Yo no diseño cada encargo que nos llega al estudio, pero todos pasan por mí para su aprobación. Superviso siempre lo que dibujan mis arquitectos. Ahora debo de tener más o menos cincuenta, entre la delegación que tenemos en Valencia y en Madrid, unos quince menos que cuando empezó la crisis, pero los que quedan, de momento, los podré mantener. Eso espero. Son buenos y saben cómo se trabaja aquí. Saben cómo trabajo yo. Saben cómo soy.
Me cuesta creer que ésta haya sido la última vez que me he acostado con Eugenio. Me pone nerviosa ese pensamiento. Muy nerviosa, pero nada triste. Le llamo al móvil.
—¡Eugenio! He retrasado mi encuentro con los americanos para mañana. Me gustaría verte luego en el despacho, antes de ir a casa.
—¿Pasa algo?
—Tenemos que hablar.
—¡Pasa algo!
—Quiero dejarlo.
—No me parece que por teléfono…
—Llevas razón —le digo—. Me paso luego por ahí y hablamos. Las niñas están con la chica y quiero llegar antes de que se acuesten.

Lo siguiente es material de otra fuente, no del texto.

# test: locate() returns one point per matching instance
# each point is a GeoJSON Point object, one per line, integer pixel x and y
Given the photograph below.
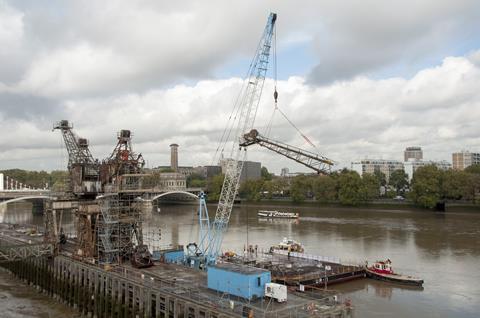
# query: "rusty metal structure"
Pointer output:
{"type": "Point", "coordinates": [108, 218]}
{"type": "Point", "coordinates": [119, 226]}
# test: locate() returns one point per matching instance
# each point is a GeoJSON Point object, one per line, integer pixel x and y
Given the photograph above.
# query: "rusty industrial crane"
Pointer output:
{"type": "Point", "coordinates": [82, 167]}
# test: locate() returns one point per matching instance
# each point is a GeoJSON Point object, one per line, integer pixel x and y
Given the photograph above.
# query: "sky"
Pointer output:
{"type": "Point", "coordinates": [361, 79]}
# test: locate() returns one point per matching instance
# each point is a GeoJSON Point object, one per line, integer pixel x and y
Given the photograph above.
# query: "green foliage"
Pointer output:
{"type": "Point", "coordinates": [251, 190]}
{"type": "Point", "coordinates": [300, 187]}
{"type": "Point", "coordinates": [426, 189]}
{"type": "Point", "coordinates": [457, 185]}
{"type": "Point", "coordinates": [382, 179]}
{"type": "Point", "coordinates": [265, 174]}
{"type": "Point", "coordinates": [37, 179]}
{"type": "Point", "coordinates": [371, 187]}
{"type": "Point", "coordinates": [398, 180]}
{"type": "Point", "coordinates": [325, 188]}
{"type": "Point", "coordinates": [350, 188]}
{"type": "Point", "coordinates": [474, 169]}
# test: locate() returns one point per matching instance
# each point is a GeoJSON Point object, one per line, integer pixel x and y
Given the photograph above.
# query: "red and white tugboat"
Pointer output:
{"type": "Point", "coordinates": [382, 270]}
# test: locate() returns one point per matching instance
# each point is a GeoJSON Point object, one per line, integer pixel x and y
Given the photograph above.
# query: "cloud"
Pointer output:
{"type": "Point", "coordinates": [98, 48]}
{"type": "Point", "coordinates": [438, 109]}
{"type": "Point", "coordinates": [149, 66]}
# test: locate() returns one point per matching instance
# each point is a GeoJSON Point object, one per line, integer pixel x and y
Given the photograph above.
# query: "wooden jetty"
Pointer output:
{"type": "Point", "coordinates": [164, 290]}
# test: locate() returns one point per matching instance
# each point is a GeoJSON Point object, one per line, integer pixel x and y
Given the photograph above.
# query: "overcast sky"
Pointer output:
{"type": "Point", "coordinates": [359, 78]}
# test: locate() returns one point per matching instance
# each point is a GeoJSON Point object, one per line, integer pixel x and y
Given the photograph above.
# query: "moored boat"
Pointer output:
{"type": "Point", "coordinates": [382, 270]}
{"type": "Point", "coordinates": [277, 214]}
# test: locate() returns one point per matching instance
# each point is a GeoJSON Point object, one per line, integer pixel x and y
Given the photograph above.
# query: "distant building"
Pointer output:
{"type": "Point", "coordinates": [377, 165]}
{"type": "Point", "coordinates": [412, 165]}
{"type": "Point", "coordinates": [208, 171]}
{"type": "Point", "coordinates": [174, 157]}
{"type": "Point", "coordinates": [284, 172]}
{"type": "Point", "coordinates": [172, 181]}
{"type": "Point", "coordinates": [251, 170]}
{"type": "Point", "coordinates": [463, 159]}
{"type": "Point", "coordinates": [415, 153]}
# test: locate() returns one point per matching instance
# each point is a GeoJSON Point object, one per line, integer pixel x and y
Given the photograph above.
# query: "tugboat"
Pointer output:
{"type": "Point", "coordinates": [277, 214]}
{"type": "Point", "coordinates": [141, 257]}
{"type": "Point", "coordinates": [287, 245]}
{"type": "Point", "coordinates": [382, 270]}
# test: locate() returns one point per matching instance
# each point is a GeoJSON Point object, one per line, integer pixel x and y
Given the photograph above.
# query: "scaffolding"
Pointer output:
{"type": "Point", "coordinates": [119, 223]}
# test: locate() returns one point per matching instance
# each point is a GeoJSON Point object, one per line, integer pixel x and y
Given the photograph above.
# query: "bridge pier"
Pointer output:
{"type": "Point", "coordinates": [38, 206]}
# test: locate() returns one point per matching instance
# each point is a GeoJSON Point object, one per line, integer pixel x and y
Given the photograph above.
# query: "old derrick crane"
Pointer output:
{"type": "Point", "coordinates": [309, 159]}
{"type": "Point", "coordinates": [120, 224]}
{"type": "Point", "coordinates": [82, 167]}
{"type": "Point", "coordinates": [245, 110]}
{"type": "Point", "coordinates": [211, 236]}
{"type": "Point", "coordinates": [84, 185]}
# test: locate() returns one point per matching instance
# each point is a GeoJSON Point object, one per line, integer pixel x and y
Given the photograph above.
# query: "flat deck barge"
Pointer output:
{"type": "Point", "coordinates": [296, 269]}
{"type": "Point", "coordinates": [164, 290]}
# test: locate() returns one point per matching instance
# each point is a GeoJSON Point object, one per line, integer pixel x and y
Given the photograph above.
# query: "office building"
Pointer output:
{"type": "Point", "coordinates": [377, 165]}
{"type": "Point", "coordinates": [414, 153]}
{"type": "Point", "coordinates": [463, 159]}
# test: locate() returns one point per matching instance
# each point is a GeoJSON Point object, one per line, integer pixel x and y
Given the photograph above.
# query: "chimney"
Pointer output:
{"type": "Point", "coordinates": [174, 157]}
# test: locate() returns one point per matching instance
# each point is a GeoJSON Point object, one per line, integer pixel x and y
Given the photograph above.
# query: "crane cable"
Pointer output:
{"type": "Point", "coordinates": [275, 97]}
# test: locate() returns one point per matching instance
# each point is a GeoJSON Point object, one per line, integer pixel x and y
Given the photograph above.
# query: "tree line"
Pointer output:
{"type": "Point", "coordinates": [38, 179]}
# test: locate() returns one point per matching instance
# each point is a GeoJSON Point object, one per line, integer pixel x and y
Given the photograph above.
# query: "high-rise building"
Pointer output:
{"type": "Point", "coordinates": [377, 165]}
{"type": "Point", "coordinates": [174, 157]}
{"type": "Point", "coordinates": [415, 153]}
{"type": "Point", "coordinates": [463, 159]}
{"type": "Point", "coordinates": [412, 165]}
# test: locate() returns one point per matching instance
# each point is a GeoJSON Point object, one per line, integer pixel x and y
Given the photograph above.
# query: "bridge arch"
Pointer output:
{"type": "Point", "coordinates": [25, 198]}
{"type": "Point", "coordinates": [175, 192]}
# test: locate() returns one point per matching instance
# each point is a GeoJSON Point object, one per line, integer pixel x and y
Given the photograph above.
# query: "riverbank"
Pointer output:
{"type": "Point", "coordinates": [18, 299]}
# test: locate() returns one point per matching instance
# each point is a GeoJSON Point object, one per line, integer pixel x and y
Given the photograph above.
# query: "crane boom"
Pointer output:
{"type": "Point", "coordinates": [249, 101]}
{"type": "Point", "coordinates": [309, 159]}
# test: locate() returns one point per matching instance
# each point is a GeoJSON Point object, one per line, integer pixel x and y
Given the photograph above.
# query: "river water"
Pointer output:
{"type": "Point", "coordinates": [441, 248]}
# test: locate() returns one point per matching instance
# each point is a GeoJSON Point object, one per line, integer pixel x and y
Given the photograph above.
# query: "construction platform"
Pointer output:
{"type": "Point", "coordinates": [299, 269]}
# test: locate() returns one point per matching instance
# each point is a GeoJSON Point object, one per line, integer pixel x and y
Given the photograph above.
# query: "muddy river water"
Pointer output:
{"type": "Point", "coordinates": [441, 248]}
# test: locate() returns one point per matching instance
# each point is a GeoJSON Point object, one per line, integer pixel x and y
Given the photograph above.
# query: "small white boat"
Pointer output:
{"type": "Point", "coordinates": [288, 245]}
{"type": "Point", "coordinates": [382, 270]}
{"type": "Point", "coordinates": [277, 214]}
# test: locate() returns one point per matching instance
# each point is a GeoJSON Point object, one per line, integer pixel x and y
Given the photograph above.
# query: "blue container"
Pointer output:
{"type": "Point", "coordinates": [242, 281]}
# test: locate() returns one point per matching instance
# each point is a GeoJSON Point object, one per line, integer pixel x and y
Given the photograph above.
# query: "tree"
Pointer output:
{"type": "Point", "coordinates": [300, 187]}
{"type": "Point", "coordinates": [457, 185]}
{"type": "Point", "coordinates": [426, 189]}
{"type": "Point", "coordinates": [251, 190]}
{"type": "Point", "coordinates": [398, 180]}
{"type": "Point", "coordinates": [381, 177]}
{"type": "Point", "coordinates": [475, 169]}
{"type": "Point", "coordinates": [350, 187]}
{"type": "Point", "coordinates": [265, 174]}
{"type": "Point", "coordinates": [325, 188]}
{"type": "Point", "coordinates": [371, 187]}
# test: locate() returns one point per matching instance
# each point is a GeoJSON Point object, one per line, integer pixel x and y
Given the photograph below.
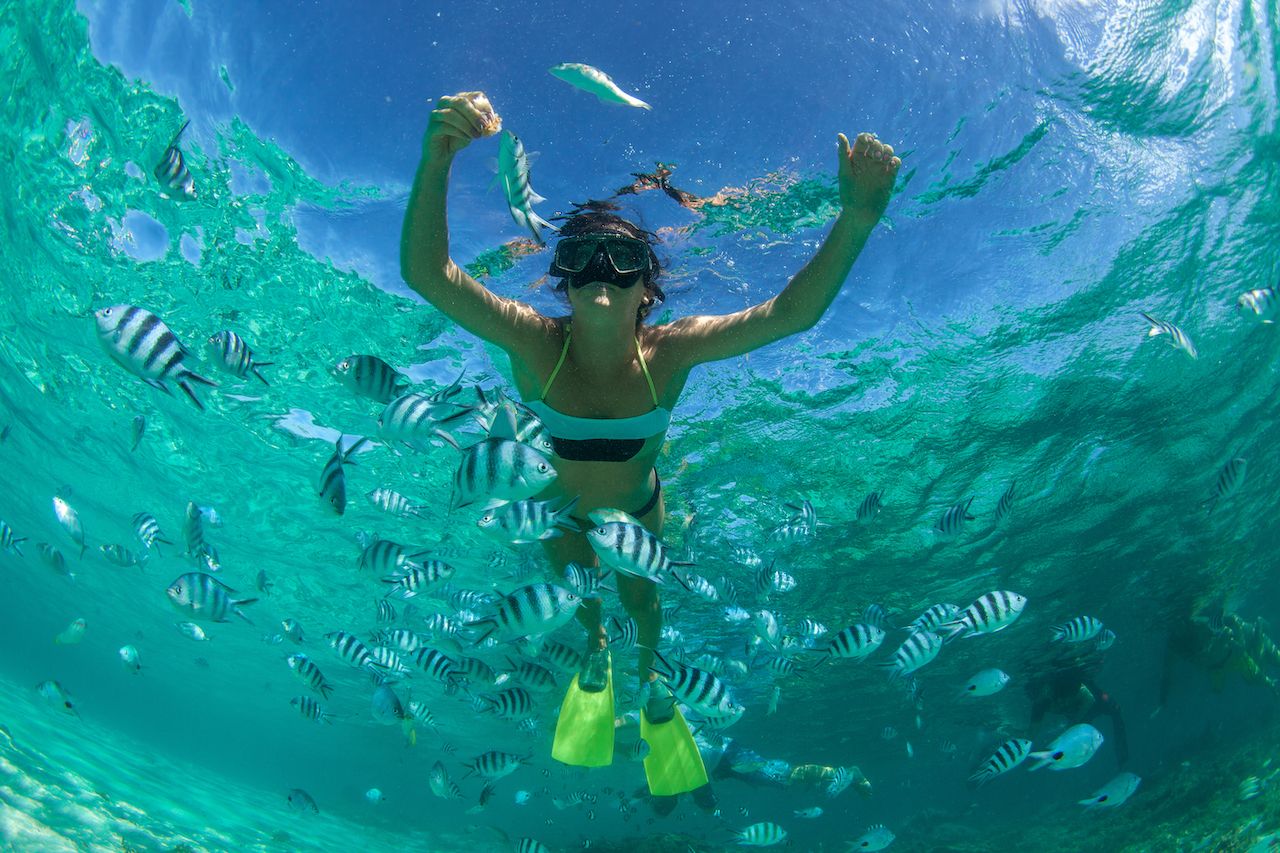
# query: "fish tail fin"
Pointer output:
{"type": "Point", "coordinates": [243, 602]}
{"type": "Point", "coordinates": [190, 392]}
{"type": "Point", "coordinates": [178, 135]}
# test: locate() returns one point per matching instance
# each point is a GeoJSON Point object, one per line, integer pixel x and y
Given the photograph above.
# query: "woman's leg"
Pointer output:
{"type": "Point", "coordinates": [641, 602]}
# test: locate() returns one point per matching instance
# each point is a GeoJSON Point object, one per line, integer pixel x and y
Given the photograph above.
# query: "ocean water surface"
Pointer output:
{"type": "Point", "coordinates": [1068, 167]}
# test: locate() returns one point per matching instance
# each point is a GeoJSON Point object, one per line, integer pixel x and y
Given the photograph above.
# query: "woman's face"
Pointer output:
{"type": "Point", "coordinates": [602, 297]}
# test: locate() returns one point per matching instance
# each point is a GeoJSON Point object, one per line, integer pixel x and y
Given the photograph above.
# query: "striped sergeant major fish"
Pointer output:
{"type": "Point", "coordinates": [933, 616]}
{"type": "Point", "coordinates": [871, 506]}
{"type": "Point", "coordinates": [531, 845]}
{"type": "Point", "coordinates": [524, 521]}
{"type": "Point", "coordinates": [632, 550]}
{"type": "Point", "coordinates": [499, 468]}
{"type": "Point", "coordinates": [371, 377]}
{"type": "Point", "coordinates": [530, 428]}
{"type": "Point", "coordinates": [385, 557]}
{"type": "Point", "coordinates": [1176, 337]}
{"type": "Point", "coordinates": [416, 579]}
{"type": "Point", "coordinates": [513, 177]}
{"type": "Point", "coordinates": [232, 354]}
{"type": "Point", "coordinates": [293, 630]}
{"type": "Point", "coordinates": [1078, 630]}
{"type": "Point", "coordinates": [854, 643]}
{"type": "Point", "coordinates": [990, 614]}
{"type": "Point", "coordinates": [586, 582]}
{"type": "Point", "coordinates": [595, 82]}
{"type": "Point", "coordinates": [876, 838]}
{"type": "Point", "coordinates": [624, 634]}
{"type": "Point", "coordinates": [402, 639]}
{"type": "Point", "coordinates": [172, 169]}
{"type": "Point", "coordinates": [137, 430]}
{"type": "Point", "coordinates": [496, 765]}
{"type": "Point", "coordinates": [1006, 502]}
{"type": "Point", "coordinates": [352, 649]}
{"type": "Point", "coordinates": [311, 710]}
{"type": "Point", "coordinates": [1230, 478]}
{"type": "Point", "coordinates": [9, 541]}
{"type": "Point", "coordinates": [333, 479]}
{"type": "Point", "coordinates": [438, 780]}
{"type": "Point", "coordinates": [763, 834]}
{"type": "Point", "coordinates": [438, 665]}
{"type": "Point", "coordinates": [1010, 753]}
{"type": "Point", "coordinates": [69, 519]}
{"type": "Point", "coordinates": [202, 596]}
{"type": "Point", "coordinates": [119, 556]}
{"type": "Point", "coordinates": [566, 658]}
{"type": "Point", "coordinates": [512, 703]}
{"type": "Point", "coordinates": [140, 342]}
{"type": "Point", "coordinates": [1261, 302]}
{"type": "Point", "coordinates": [529, 611]}
{"type": "Point", "coordinates": [394, 503]}
{"type": "Point", "coordinates": [387, 661]}
{"type": "Point", "coordinates": [952, 520]}
{"type": "Point", "coordinates": [917, 651]}
{"type": "Point", "coordinates": [385, 611]}
{"type": "Point", "coordinates": [531, 674]}
{"type": "Point", "coordinates": [702, 690]}
{"type": "Point", "coordinates": [193, 534]}
{"type": "Point", "coordinates": [876, 615]}
{"type": "Point", "coordinates": [147, 529]}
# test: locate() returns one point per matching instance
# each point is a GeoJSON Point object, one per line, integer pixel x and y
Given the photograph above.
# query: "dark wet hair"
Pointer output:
{"type": "Point", "coordinates": [600, 218]}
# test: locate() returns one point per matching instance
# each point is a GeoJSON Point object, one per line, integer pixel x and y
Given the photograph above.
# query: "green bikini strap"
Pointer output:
{"type": "Point", "coordinates": [653, 391]}
{"type": "Point", "coordinates": [568, 336]}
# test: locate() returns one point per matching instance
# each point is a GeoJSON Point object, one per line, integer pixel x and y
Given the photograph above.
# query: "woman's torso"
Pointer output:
{"type": "Point", "coordinates": [621, 484]}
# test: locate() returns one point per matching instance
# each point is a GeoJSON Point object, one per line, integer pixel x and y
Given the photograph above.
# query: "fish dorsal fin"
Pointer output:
{"type": "Point", "coordinates": [503, 422]}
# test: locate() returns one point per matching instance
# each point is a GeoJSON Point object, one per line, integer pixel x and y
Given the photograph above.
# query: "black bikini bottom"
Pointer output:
{"type": "Point", "coordinates": [639, 514]}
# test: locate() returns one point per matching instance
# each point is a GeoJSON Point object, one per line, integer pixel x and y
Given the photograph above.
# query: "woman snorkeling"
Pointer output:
{"type": "Point", "coordinates": [604, 383]}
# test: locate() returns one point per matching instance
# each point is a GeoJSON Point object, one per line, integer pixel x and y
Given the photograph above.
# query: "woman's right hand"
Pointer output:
{"type": "Point", "coordinates": [455, 122]}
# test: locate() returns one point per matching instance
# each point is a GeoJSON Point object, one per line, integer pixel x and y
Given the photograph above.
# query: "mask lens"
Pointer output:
{"type": "Point", "coordinates": [574, 254]}
{"type": "Point", "coordinates": [627, 255]}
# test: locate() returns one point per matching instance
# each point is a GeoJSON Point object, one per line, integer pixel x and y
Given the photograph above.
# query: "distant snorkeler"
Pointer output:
{"type": "Point", "coordinates": [1066, 685]}
{"type": "Point", "coordinates": [659, 179]}
{"type": "Point", "coordinates": [604, 383]}
{"type": "Point", "coordinates": [1221, 643]}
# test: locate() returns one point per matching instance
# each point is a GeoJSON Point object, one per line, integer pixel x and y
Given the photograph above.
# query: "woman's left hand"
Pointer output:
{"type": "Point", "coordinates": [867, 172]}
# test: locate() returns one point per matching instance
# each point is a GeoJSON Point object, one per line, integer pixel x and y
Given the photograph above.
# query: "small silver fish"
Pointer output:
{"type": "Point", "coordinates": [513, 177]}
{"type": "Point", "coordinates": [69, 519]}
{"type": "Point", "coordinates": [1262, 302]}
{"type": "Point", "coordinates": [595, 82]}
{"type": "Point", "coordinates": [129, 658]}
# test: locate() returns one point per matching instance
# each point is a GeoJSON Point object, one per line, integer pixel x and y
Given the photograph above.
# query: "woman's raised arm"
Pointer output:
{"type": "Point", "coordinates": [425, 263]}
{"type": "Point", "coordinates": [865, 176]}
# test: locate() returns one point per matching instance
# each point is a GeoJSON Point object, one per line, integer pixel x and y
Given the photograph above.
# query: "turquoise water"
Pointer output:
{"type": "Point", "coordinates": [1065, 168]}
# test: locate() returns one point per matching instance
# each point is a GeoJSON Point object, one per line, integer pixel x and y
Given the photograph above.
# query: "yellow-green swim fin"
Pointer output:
{"type": "Point", "coordinates": [584, 733]}
{"type": "Point", "coordinates": [673, 765]}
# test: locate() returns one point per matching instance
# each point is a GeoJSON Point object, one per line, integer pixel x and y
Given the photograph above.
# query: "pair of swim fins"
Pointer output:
{"type": "Point", "coordinates": [584, 738]}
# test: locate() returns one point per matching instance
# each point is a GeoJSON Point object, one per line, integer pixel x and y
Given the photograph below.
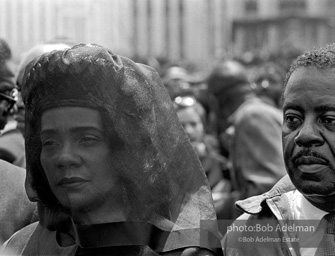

Conocí a Eugenio en la universidad, en cuarto de carrera. En un principio no me gustó por el mismo motivo por el que después me encantó. Éramos muy distintos. Yo era una alumna brillante y él, cuando aprobaba, lo hacía con lo justo. Yo llegué a cuarto a curso por año, y allí me lo encontré, tres años mayor que yo, los que tardó de más en llegar. Era de un equipo de rugby, hacía artes marciales, pasaba de política, jugaba al mus, dicen que con maestría, y le gustaba el fútbol. Yo leía poesía, no soportaba los deportes y era una feminista radical. Eugenio alternaba con rubias y morenas al tiempo que con rellenas y flacas. Y yo, que por supuesto no quería ningún novio, tenía algunas relaciones ocasionales a las que solía seguir un largo periodo de abstinencia. Era una mujer libre, me decía a mí misma muy convencida.
Nuestro primer encuentro fue un desastre. Yo me relacionaba poco con el resto de alumnos, pero tenía dos amigas, Elisa y Blanca, con las que solía intercambiar apuntes y tomar algo después de salir de clase. Un viernes que salimos juntas Blanca había quedado a su vez con un grupo de otros tres chicos que lideraba Eugenio. Él y yo no encajamos, hasta el punto de enzarzarnos en una absurda discusión que acabó con él llamándome «amargada» y yo a él «machista de mierda», un insulto al que yo recurría con frecuencia en aquella época. Se lo llamaba a todo el mundo, porque por aquel entonces casi todo el mundo me lo parecía. Me da un poco de vergüenza recordar aquel extremismo que me acompañaba en esos años, igual que cuando veo tiempo después los edificios que he diseñado.
Con el paso de los años Eugenio y yo nos hemos acordado algunas veces de aquel primer encuentro, pero sin poder precisar nunca cuál fue el motivo de la discusión. Eso sí, estoy casi segura de que yo no llevaba razón.
Quise ser arquitecto desde muy niña. Me obsesionaban los estudios y el dibujo. Un día, tendría yo ocho o nueve años, estaban poniendo en televisión un reportaje en el que se hablaba de arquitectura, desde las pirámides de Egipto hasta las Torres Gemelas de Nueva York. No recuerdo nada de lo que contaban, pero tengo nítida la idea de que después de aquel programa ya tuve claro lo que iba a ser de mayor.
Tenía una habilidad innata para dibujar. Mi estado natural desde que tengo memoria es con un lápiz en la mano, plasmando cuanto veía. Aunque mi madre se desesperaba, o precisamente por ello, nunca me dio por pintar paisajes bucólicos, ni flores, ni bodegones. Yo casi siempre dibujaba una parte del todo. De una profesora podía dibujar sólo uno de sus ojos; de mi madre, la nariz; de una compañera, sus labios. Y eran ellas, inconfundiblemente. Tardé mucho, hasta pasada la adolescencia, en dibujar a las personas enteras. Me parecía que lo evidente tenía poco interés, y si no me lo parecía entonces, tan niña, me lo parece ahora.